10. Spring 1934: Bird’s Eye View

As the crow flies,
Lots lay in a checkerboard
Below. One man’s boundary
Straight against the next,
Turn-row to turn-row,
Perfect, all-encompassing
Geometry. Squares:
Some, larger–
Someone had a bigger loan.
Some, small–
Just hanging on.
All you had to do
Was work the land.

It was good land,
Everyone had said. Railroad had,
The banks, the Government,
The tiny towns.
In each pamphlet
Your folks read aloud,
Back East, as they’d
Planned the move:
If you’re not afraid of work,
If you have a little sense,
If you have some patience,
That first crop.
With mathematic logic,
The posted fliers
Sketched a sample year:
Price for seeding, outlay
For supplies. Cost
Of every need!
At the end, right
There in black and white,
Why, you came out golden,
Way ahead.

The land was good.
You’d wind up ahead,
If not this year, next.
The soil was rich.
True, rain might not come:
But more settlers, farms,
Would pull it down.
“The rain follows the plow,”
The common wisdom.

In the twenties, with the boom,
They’d broken sod.
“Wheat would win the war,”
They’d been told.
Cotton, too.
Then, Armistice signed,
The peace had come.
Europe fed its own.
Market collapsed.
Farming land, on
Paper worth a fortune,
Taxed sky-high–
But cotton brought no
Price.
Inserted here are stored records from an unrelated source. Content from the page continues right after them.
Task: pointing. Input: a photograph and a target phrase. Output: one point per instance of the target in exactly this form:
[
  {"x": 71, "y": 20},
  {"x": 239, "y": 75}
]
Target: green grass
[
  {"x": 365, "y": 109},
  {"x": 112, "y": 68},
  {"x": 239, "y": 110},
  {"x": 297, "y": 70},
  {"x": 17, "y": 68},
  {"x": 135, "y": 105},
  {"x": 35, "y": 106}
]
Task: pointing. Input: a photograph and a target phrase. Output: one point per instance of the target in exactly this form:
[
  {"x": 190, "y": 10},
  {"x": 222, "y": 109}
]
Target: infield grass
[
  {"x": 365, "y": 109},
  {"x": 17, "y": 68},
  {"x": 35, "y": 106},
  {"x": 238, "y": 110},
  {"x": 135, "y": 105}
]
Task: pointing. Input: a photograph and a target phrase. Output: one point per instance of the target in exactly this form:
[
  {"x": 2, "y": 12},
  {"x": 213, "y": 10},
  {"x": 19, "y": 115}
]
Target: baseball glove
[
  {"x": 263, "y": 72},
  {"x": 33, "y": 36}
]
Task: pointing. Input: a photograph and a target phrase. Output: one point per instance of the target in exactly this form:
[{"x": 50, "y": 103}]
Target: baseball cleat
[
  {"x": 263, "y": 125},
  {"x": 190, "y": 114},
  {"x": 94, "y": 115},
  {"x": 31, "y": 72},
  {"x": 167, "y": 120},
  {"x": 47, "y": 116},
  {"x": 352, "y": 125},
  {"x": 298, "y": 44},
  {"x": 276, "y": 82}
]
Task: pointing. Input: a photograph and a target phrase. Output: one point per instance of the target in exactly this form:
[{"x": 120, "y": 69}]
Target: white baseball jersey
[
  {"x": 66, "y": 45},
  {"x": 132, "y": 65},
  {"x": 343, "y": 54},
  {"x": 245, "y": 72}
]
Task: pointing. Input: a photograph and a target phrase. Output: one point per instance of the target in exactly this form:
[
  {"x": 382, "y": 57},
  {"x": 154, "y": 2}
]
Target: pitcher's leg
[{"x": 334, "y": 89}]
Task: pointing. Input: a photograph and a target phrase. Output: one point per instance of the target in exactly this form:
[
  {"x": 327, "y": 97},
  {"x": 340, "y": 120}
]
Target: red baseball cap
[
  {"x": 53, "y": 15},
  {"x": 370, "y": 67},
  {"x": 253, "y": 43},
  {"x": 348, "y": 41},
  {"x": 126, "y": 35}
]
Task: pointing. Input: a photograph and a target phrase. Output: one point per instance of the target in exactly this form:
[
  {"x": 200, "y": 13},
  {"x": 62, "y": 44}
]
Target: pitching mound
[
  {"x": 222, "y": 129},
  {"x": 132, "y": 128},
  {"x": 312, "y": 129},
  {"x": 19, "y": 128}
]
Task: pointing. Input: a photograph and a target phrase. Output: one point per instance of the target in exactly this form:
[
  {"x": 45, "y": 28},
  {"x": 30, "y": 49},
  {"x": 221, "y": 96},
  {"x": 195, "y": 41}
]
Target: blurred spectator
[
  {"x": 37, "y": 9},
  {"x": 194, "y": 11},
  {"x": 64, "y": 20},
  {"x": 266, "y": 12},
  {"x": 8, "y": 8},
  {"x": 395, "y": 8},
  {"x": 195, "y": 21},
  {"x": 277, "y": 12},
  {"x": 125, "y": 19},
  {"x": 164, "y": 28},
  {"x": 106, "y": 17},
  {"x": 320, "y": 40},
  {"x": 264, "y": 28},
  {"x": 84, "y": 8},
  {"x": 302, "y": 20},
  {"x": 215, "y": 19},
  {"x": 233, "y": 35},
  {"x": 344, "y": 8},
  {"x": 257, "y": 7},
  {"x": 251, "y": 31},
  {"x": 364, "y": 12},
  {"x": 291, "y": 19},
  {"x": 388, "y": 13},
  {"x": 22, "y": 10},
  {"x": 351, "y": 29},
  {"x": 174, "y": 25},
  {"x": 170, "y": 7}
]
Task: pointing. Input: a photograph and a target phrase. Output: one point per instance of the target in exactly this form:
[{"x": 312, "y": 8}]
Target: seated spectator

Then the skies
Dried out. Off
In wet East Texas,
They would call the Great Plains
“Next-year land.”
Next year for profit,
Next year’s crop.
But dry-land farmers
Saw what they did not.
How the prairie gave itself
To tractors–not a hill, a vale–
Made for machines!
And the acres
That one man could plow–
Twenty times
What Dad did with his team.
They never doubted.
It would come.

As the crow flies,
Now the squares changed
Color, green to brown.
Shallow wallows
Buffalo had rolled in,
Playa lakes,
Showed only after rain.
A rare morning shower,
Hour’s wealth of water,
Stared up in surprise.
Then it shrank,
A silver, swimming eye.
Sun drained off the shine.

Ponds were dust.
But it would rain again.
If not this month,
Next. Never
Was land parceled out
So neatly.
Never was it tended
So intently.
All you had to do
Was work the land.

4 Responses to “10. Spring 1934: Bird’s Eye View”

  1. Lisa Abraham Says:

    Beautiful music in this one, all the internal rhyme. I like the clarity of the opening images–the bird’s-eye view is so vivid.

  2. sshaver Says:

    It’s been awhile since I looked closely at these poems, so I found myself surprised by the internal rhymes that kind of lie in wait. I’m always reminded of this “bird’s eye view” when I fly back to West Texas and look out the window of my plane. There’s something about the topography of the region of our birth that stays with us, don’t you think? I’m not sure where you “hail” from!

  3. dzonokwa Says:

    This is off your particular topic but I wanted to connect with Shelley in the hopes that you are following up on the Sac Bee’s story on The Dust Bowl (Living Here, 11-13-12, D1, and all the talk about Ken Burns’ new film “The Dust Bowl” PBS documentary, airing Sun and Monday at 8 pm on Channel 6. There must be some way to lead readers to your wonderful collection of poems. Does Ken Burns know about you? He needs to. Darn–I am off to SFO for week of babysitting. Letter to Sac Bee? I will write one now.
    Ann Rothschild.

  4. sshaver Says:


    Yes, definitely. I will respond to your comment on the welcome page.